An aerosol-delivery component comprising:
a housing comprising a base portion, a mouthpiece portion and one or more walls extending longitudinally from the base portion to the mouthpiece portion;

an air inlet formed in a wall of the housing and spaced longitudinally from the base portion;

an air outlet formed in the mouthpiece portion;

an airflow path extending from the air inlet to the air outlet, the airflow path comprising a first portion downstream of the air inlet and extending longitudinally towards the base portion of the housing, and a transversely extending second portion that is downstream of the first portion; and

a vaporiser comprising a wick and a heating element for heating the wick, the wick extending across the second portion of the airflow path.
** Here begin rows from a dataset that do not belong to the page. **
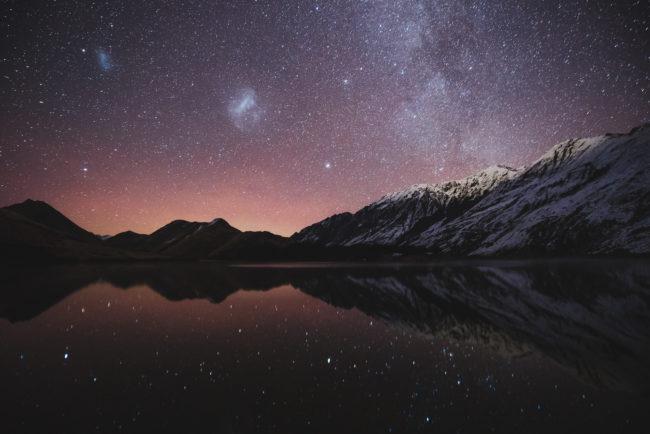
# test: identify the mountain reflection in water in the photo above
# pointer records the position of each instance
(585, 324)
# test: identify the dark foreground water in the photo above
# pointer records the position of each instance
(480, 347)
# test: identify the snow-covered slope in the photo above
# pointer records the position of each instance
(399, 215)
(584, 196)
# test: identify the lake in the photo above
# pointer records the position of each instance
(489, 346)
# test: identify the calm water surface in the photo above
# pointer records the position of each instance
(480, 347)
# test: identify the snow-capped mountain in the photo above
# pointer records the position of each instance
(584, 196)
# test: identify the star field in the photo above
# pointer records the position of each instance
(274, 115)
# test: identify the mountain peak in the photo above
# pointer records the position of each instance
(44, 214)
(587, 196)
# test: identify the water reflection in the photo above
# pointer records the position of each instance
(452, 334)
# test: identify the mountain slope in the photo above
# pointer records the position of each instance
(584, 196)
(24, 240)
(42, 213)
(400, 215)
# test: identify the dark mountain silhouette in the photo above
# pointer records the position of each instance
(583, 197)
(45, 215)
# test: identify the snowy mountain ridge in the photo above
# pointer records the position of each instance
(583, 196)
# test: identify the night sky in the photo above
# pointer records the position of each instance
(274, 115)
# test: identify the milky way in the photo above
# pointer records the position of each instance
(274, 115)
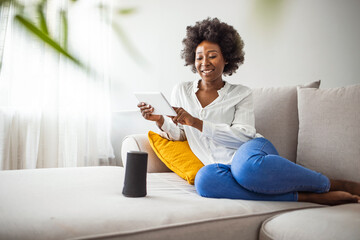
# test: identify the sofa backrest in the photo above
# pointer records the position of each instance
(276, 117)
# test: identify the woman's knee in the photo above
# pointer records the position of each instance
(208, 180)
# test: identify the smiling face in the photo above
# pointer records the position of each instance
(209, 61)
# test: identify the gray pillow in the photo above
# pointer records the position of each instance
(276, 117)
(329, 131)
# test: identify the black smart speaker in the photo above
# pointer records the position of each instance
(135, 174)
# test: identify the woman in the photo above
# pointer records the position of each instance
(217, 119)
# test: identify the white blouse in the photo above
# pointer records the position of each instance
(228, 121)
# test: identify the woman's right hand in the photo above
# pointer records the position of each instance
(147, 110)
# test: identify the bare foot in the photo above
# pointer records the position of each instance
(343, 185)
(329, 198)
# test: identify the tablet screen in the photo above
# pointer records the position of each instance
(158, 101)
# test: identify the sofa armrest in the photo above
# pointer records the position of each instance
(140, 142)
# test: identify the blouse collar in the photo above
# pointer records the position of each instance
(221, 91)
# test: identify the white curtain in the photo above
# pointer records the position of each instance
(52, 113)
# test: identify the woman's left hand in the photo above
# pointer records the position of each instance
(185, 118)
A component according to claim 1 wherein the first portion of the airflow path extends longitudinally from the air inlet towards the base portion of the housing.
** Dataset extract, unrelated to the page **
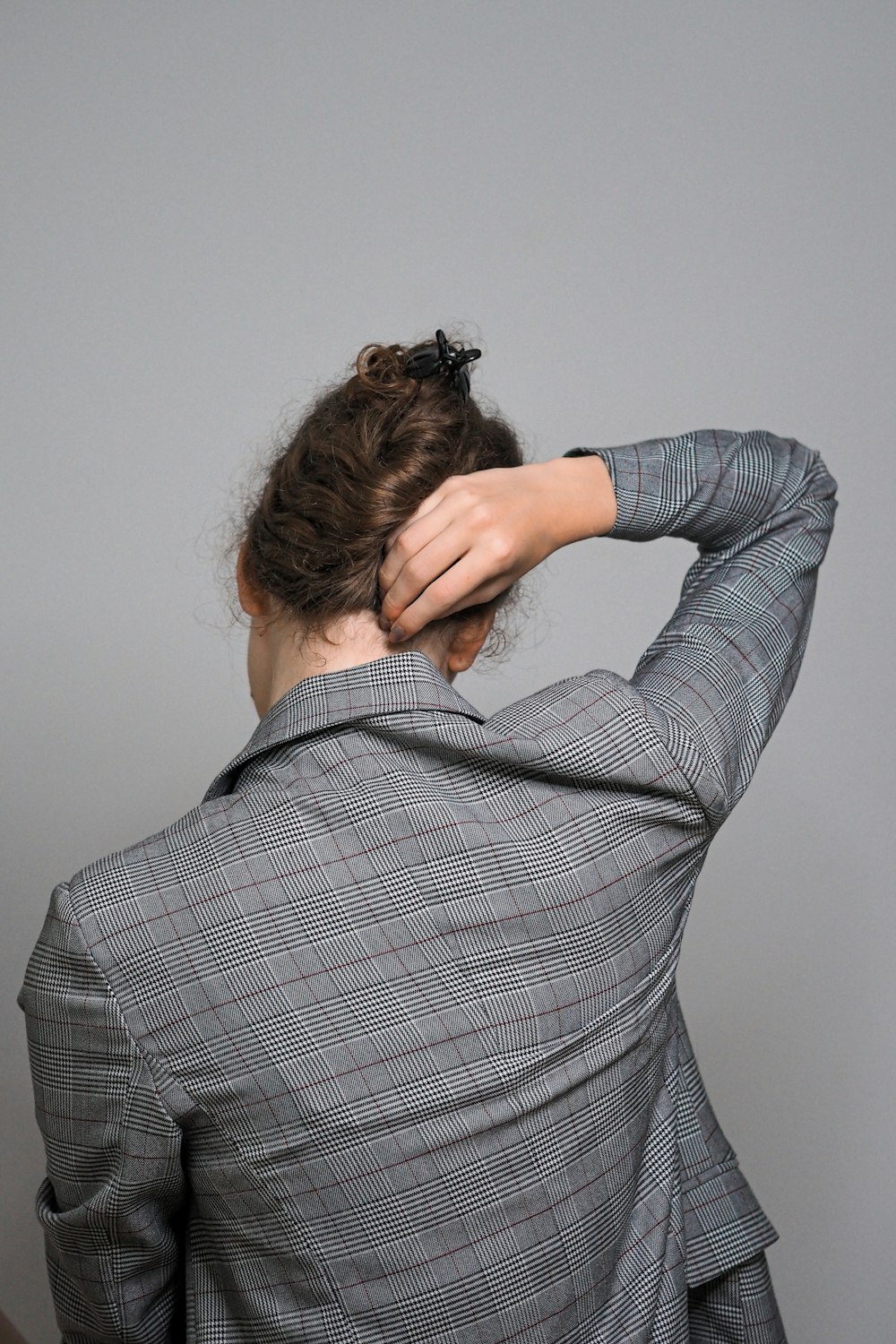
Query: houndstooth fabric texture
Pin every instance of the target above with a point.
(737, 1308)
(381, 1042)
A component according to claim 1 or 2 wherein the air inlet is longitudinally spaced from the base of the housing by a distance that is greater than 8 mm.
A component according to any one of the preceding claims wherein the airflow path comprises a third portion extending longitudinally from the second portion to the air outlet.
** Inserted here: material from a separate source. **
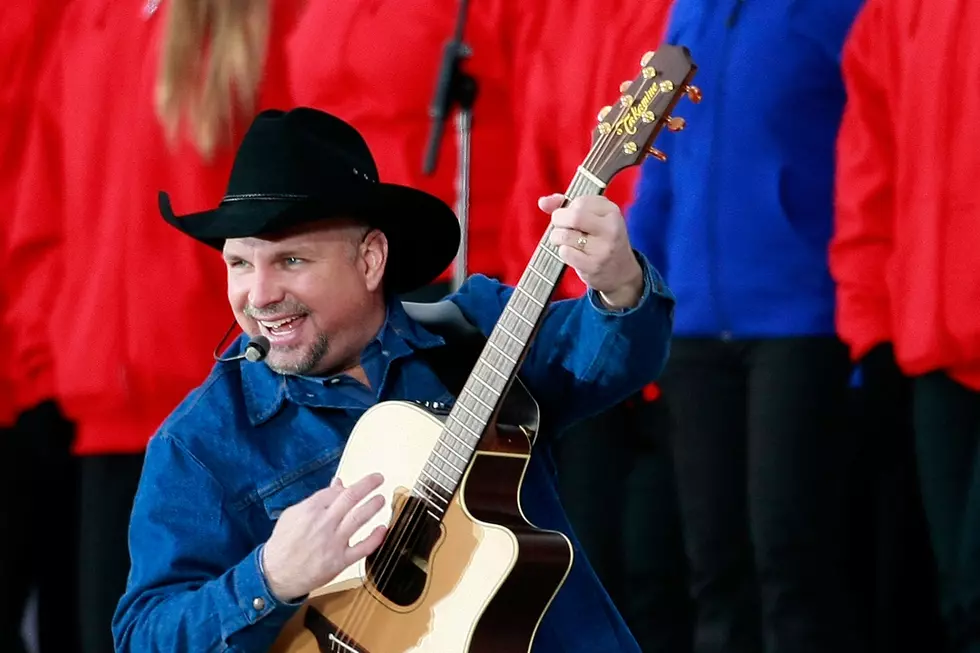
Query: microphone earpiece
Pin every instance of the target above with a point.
(256, 349)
A component according to claim 4 comprising a tank for housing a liquid aerosol precursor, the tank disposed between the first and third airflow path portions.
A component according to claim 5 wherein the second airflow path portion is disposed between the tank and the base of the housing.
A component according to claim 5 or 6 wherein the housing comprises opposing front and rear walls spaced by opposing first and second side walls extending therebetween, the first portion of the airflow path being defined between the first side wall and a first longitudinally extending wall of the tank.
A component according to claim 7 wherein the distance between the front and rear walls defines a depth of the housing and the distance between the side walls defines a width of the housing that is greater than the depth of the housing.
A component according to claim 8 wherein the wick is elongate and extends in the direction of the depth of the housing.
A component according to claim 9 wherein the wick is cylindrical.
A component according to any one of claims 7 to 10 wherein the third portion of the airflow path is defined between the second side wall and a second longitudinally extending wall of the tank.
A component according to claim 11 wherein the first and second tank walls extend from, and are integrally formed with, the mouthpiece.
A component according to any one of claims 5 to 12 wherein the vaporiser is disposed in a vaporising chamber that forms part of the second portion of the airflow path, the vaporising chamber defined by an insert received in an open end of the housing.
A component according to any one of the preceding claims which a consumable component for receipt in a smoking substitute device.
An aerosol-delivery system comprising a component according to any one of the preceding claims and a device comprising a power source.